The situation changes when an individual is in a caloric deficit during a rigorous diet. In this case, preventing muscle loss is very important, which means you’d benefit the most from increasing your daily protein a bit more. Several clinical studies done on athletes have shown that consuming 1-1.4 grams per kilogram of lean body mass on a daily basis offers maximal muscle retention while dieting.
However, this doesn’t mean that increasing the amount of protein you consume even further will lead to even more gains – this assumption has never been scientifically proven. In addition, consuming too much protein can interfere with your consumption of carbohydrates and fat (and these two are also crucial for your gym progress) and eventually result with a caloric surplus that will end up being stored as body fat. More is not necessarily better.

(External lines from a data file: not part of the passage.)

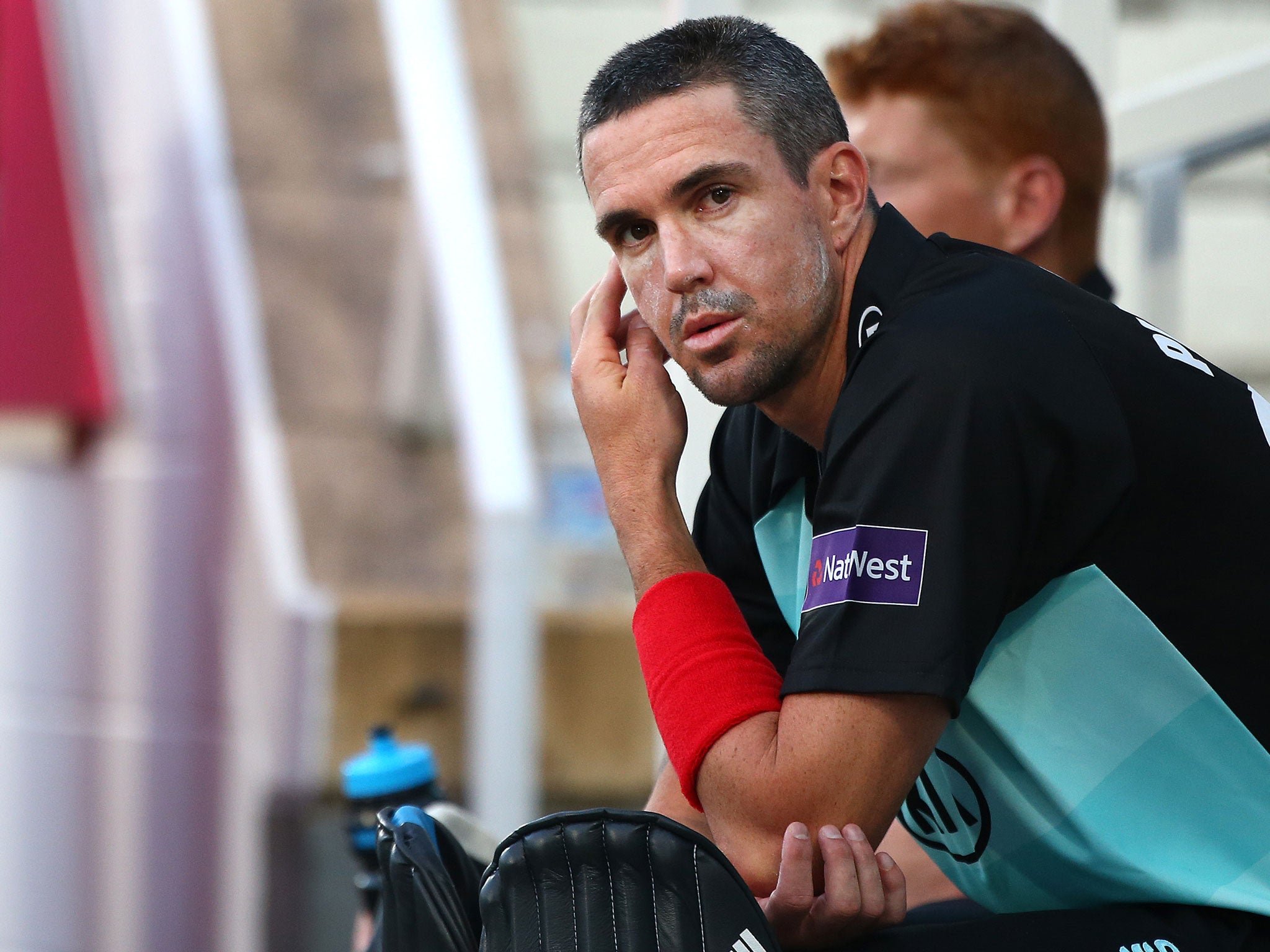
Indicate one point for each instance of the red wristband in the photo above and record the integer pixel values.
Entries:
(704, 671)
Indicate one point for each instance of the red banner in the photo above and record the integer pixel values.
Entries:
(48, 351)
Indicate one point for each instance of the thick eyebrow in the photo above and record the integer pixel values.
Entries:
(621, 218)
(706, 173)
(610, 223)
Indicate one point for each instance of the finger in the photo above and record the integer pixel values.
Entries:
(578, 316)
(643, 350)
(793, 895)
(841, 897)
(598, 339)
(871, 899)
(895, 890)
(624, 327)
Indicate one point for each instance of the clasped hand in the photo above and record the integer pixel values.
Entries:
(863, 891)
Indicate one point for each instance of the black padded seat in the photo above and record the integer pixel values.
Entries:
(616, 881)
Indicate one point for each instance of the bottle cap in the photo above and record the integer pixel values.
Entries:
(388, 767)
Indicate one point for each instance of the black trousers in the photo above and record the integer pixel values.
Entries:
(1124, 928)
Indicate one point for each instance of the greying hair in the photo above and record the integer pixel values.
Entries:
(780, 90)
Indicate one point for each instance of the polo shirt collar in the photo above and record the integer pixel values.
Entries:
(894, 252)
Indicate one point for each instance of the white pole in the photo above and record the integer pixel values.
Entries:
(455, 219)
(1162, 187)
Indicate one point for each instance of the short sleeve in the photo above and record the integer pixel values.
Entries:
(962, 472)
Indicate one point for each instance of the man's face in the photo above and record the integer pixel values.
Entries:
(922, 170)
(724, 253)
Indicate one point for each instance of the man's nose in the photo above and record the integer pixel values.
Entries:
(687, 268)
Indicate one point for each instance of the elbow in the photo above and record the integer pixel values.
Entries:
(756, 855)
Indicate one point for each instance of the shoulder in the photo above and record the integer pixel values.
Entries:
(756, 461)
(982, 319)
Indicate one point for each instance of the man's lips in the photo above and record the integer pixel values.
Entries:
(703, 332)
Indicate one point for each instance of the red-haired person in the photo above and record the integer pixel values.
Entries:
(980, 123)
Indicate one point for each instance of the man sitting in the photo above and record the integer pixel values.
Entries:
(977, 547)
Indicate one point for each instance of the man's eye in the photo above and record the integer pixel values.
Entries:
(634, 234)
(719, 195)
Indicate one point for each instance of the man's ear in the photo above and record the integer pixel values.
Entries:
(1032, 197)
(841, 177)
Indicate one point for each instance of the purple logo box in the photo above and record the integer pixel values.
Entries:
(877, 564)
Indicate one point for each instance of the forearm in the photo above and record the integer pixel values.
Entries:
(821, 759)
(668, 800)
(651, 530)
(825, 760)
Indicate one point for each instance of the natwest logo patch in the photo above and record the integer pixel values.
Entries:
(877, 564)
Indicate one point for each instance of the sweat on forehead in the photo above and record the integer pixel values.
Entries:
(780, 90)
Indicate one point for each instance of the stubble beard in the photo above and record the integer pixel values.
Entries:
(776, 363)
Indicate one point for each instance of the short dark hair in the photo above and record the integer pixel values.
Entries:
(780, 89)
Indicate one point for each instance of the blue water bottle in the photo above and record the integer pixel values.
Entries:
(386, 774)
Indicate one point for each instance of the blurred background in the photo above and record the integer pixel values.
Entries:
(287, 447)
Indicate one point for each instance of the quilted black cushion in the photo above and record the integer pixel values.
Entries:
(616, 881)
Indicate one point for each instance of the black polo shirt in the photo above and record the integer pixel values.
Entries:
(1053, 516)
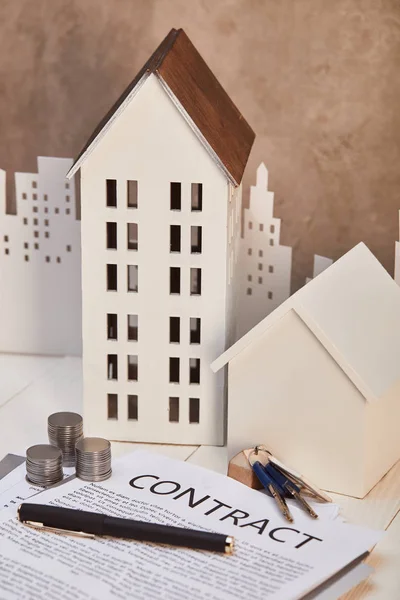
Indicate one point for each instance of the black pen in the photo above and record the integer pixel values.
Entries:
(87, 524)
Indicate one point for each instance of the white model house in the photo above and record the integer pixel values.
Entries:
(161, 198)
(265, 265)
(40, 257)
(318, 380)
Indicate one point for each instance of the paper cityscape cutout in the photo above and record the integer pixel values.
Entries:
(40, 262)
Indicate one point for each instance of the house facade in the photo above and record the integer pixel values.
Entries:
(160, 228)
(321, 378)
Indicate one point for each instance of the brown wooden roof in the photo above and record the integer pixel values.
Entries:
(182, 70)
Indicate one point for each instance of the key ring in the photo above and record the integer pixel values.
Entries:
(254, 455)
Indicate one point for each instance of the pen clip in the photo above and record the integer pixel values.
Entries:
(43, 527)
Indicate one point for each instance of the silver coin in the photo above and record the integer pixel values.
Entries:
(65, 419)
(91, 445)
(43, 452)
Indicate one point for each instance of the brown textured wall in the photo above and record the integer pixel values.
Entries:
(317, 79)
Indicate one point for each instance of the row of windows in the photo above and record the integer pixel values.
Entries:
(133, 242)
(45, 198)
(133, 408)
(174, 328)
(34, 184)
(196, 203)
(270, 295)
(35, 247)
(261, 227)
(174, 279)
(133, 368)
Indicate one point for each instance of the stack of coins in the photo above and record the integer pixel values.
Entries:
(44, 465)
(64, 430)
(93, 459)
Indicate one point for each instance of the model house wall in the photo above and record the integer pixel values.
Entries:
(149, 388)
(320, 264)
(40, 284)
(265, 265)
(321, 377)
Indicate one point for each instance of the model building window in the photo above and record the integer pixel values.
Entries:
(175, 238)
(174, 280)
(174, 369)
(194, 370)
(195, 239)
(132, 367)
(133, 283)
(133, 328)
(132, 194)
(112, 366)
(111, 192)
(174, 409)
(112, 326)
(112, 406)
(112, 278)
(175, 194)
(132, 407)
(174, 330)
(194, 410)
(195, 282)
(132, 235)
(197, 196)
(112, 236)
(195, 326)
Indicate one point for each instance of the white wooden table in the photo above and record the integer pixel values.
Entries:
(32, 387)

On the bright side, there isn’t a maximum amount of protein that can be consumed per meal since protein digestion and absorption is highly efficient. Studies have shown that meals containing around 20 grams of protein can maximize protein synthesis in the skeletal muscles of young men and that meals containing up to 70 grams of protein can further reduce the rate at which muscles are broken down. Research also shows that there is no significant difference between the effects of an uneven protein distribution over the course of the day (meaning the majority of protein is consumed in one meal) and the effects of a more balanced one – both of them have similar effects on skeletal muscle protein turnover and lean mass retention. Even more, a recent meta-analysis of studies looking at protein intake immediately after exercising came with the conclusion that there is no significant connection between post-exercise protein consumption and muscle growth when the individual meets the daily requirements of protein intake.
In other words, it doesn’t matter if all of your meals include an equal amount of protein or not or even how many times a day you consume protein and when, as long as you make sure to consume the recommended total daily intake over the course of the day.